Unfortunately, if you restart the server, it will be started on a different TCP port than the previous instance, and so the client won’t be able to reconnect. You can fix this by specifying a port when you create the server.

The Task

OK, so you’ve got the hang of building a simple client and server. Your task is to take your existing MUD program, and split it into a client and a server.

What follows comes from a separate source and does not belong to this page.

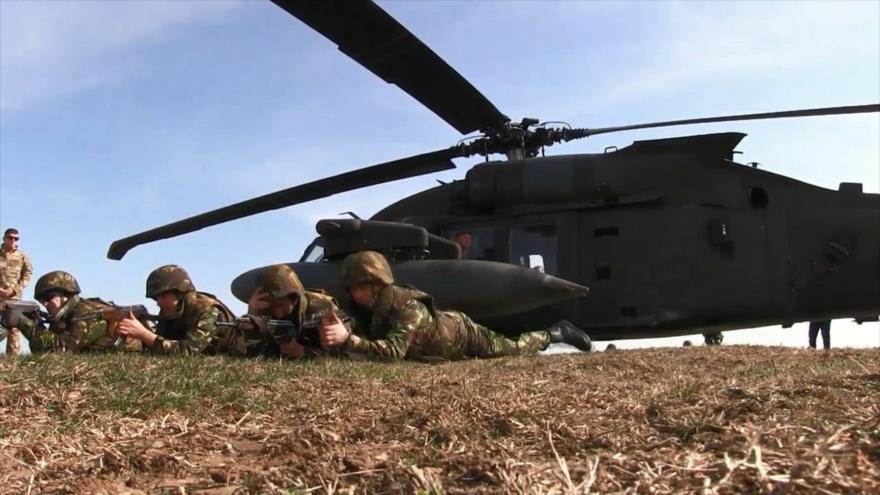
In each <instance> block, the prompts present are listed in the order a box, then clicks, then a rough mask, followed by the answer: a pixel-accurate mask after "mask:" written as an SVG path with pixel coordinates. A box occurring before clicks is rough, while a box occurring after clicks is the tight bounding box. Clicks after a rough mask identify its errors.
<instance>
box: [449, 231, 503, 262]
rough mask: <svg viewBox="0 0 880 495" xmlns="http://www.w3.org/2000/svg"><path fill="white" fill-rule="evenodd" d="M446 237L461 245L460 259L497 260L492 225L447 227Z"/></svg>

For the moment, don’t worry about how multiple players will work: we’re just working on separating out the display from the backend. The server will have most of your previous work: it will read the world, but rather than calling input() in a loop, you’ll have a single function which takes a line of text, and returns the text to be printed. The client will be very similar to the echo client: read input, send it to the server, and print the output.

One important change you’ll need to make: you’ll need to add a look command, which prints out the room. This is so that the client can send it automatically at startup, so the user knows where they are when the game starts.

We still only have one player in the game, so if multiple clients connect to the server, they will all be controlling the same player. On this note, make sure your server’s name is distinct, so you don’t accidentally connect to someone else’s server!

Extension

Rather than sending plain text over the network, you can instead send JSON dictionaries, and hence add more information. For instance, you could do the formatting and printing of the room in the client, rather than the server.